AREA OF REINFORCEMENT:-

`Ast = 0.5 f_(ck) / f(y) [ 1- √ 1 − (4.6 M _u)/ (f_(ck) B d ² )] B_d`

`= 0.5*25 / 415 [ 1- √ 1 − ((4.6 * 2004.75 * 10^6) /(f_(c k) B d ² ))] *4000*953`

`A_(st) = 5985.3 mm^2`

Now, we have to find the % of the reinforcement

`P = (A_(st))/(B_d)* 100`

`P = 5985.3/(4000*953) 100`

`P = 0.157 %`

No of bars required for the reinforcement, we assume that 20mm dia bars,

 `A_(st) = 5985.3 mm^2`

`π/4 20^2 = 314.5`

No:of bars `= 5985.3/314.5 = 20` bars.

Therefore, Spacing b/w the bars

`= B/(No . ofBars)`

`= 4000/20`

`= 200 mm c/c`

CHECK FOR ONE WAY SHEAR:-

For, One-way shear, critical section is located at a distance ‘d’ from the face of the column.
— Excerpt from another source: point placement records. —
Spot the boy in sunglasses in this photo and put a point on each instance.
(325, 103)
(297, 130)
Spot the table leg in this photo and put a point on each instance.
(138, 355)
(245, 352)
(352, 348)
Now, shear force `V = ρo*B {1/2(B-b)-d}`

`= 206.25 * 4 {1/2(4-0.4) – 0.952}`

`= 699.6 KN`

Ultimate shear force `V_u = 1.5*V`

`= 1.5*699.6 = 1049.4 KN`

Nominal shear stress `= (V_u)/(B_d)`as per IS 456-2000

`=(1049.4*10³)/(4000*952) = 0.27 N/(mm^2`

Now, design shear strength of concrete $\tau$c

`τ_c = τ_c *K`

`K=1`, because depth > mm

`τ_c=0.28 N/(mm²`

Then,`τ_v < τ_c`................Hence OK.

Now,`τ_v < τ_c`

`(V_u )/B_d = K*τ_c`

`d=V_u / (B*K*τ_c`

`d=(1049.4*10)/(4000*1*0.28)`

`d=937 mm`

d provided `= 953 > 937 mm`

Therefore, OK for One-way shear.

CHECK FOR TWO WAY SHEAR:-

For, two-way shear, critical section is located at a distance ‘d/2’ from the face of the column all around.

The width `b_o = b+d = 400+953 = 1353 mm`

Now the Net shear force acting in the perimeter.

`F  = ρo [ B² - b_o^2]`

   `= ρo [B² - (b+d)²]`

  `= 206.25 [4 –(1.35)²]`

`= 449.10 KN`

Now ultimate shear force, `F_u = 1.5 * F`

`= 1.5 * 449.10 = 673.65 KN`

Now, from IS 456-2000

`τ_v= F_u/(4bd)=  = 0.13 N/(mm²`

Now, permissible shear stress`(k_s τ_c)`

Where,`K_s =1`

`τ_c = 0.25 √f_(ck)= 0.25 √25 = 1.25`

`k_s *τ_c = 1*1.25 = 1.25`

Therefore, `τ_v < τ_c`  .........Hence, safe in the two-way shear

RESULT:-

Hence the given 400*400 footing has been designed successfully.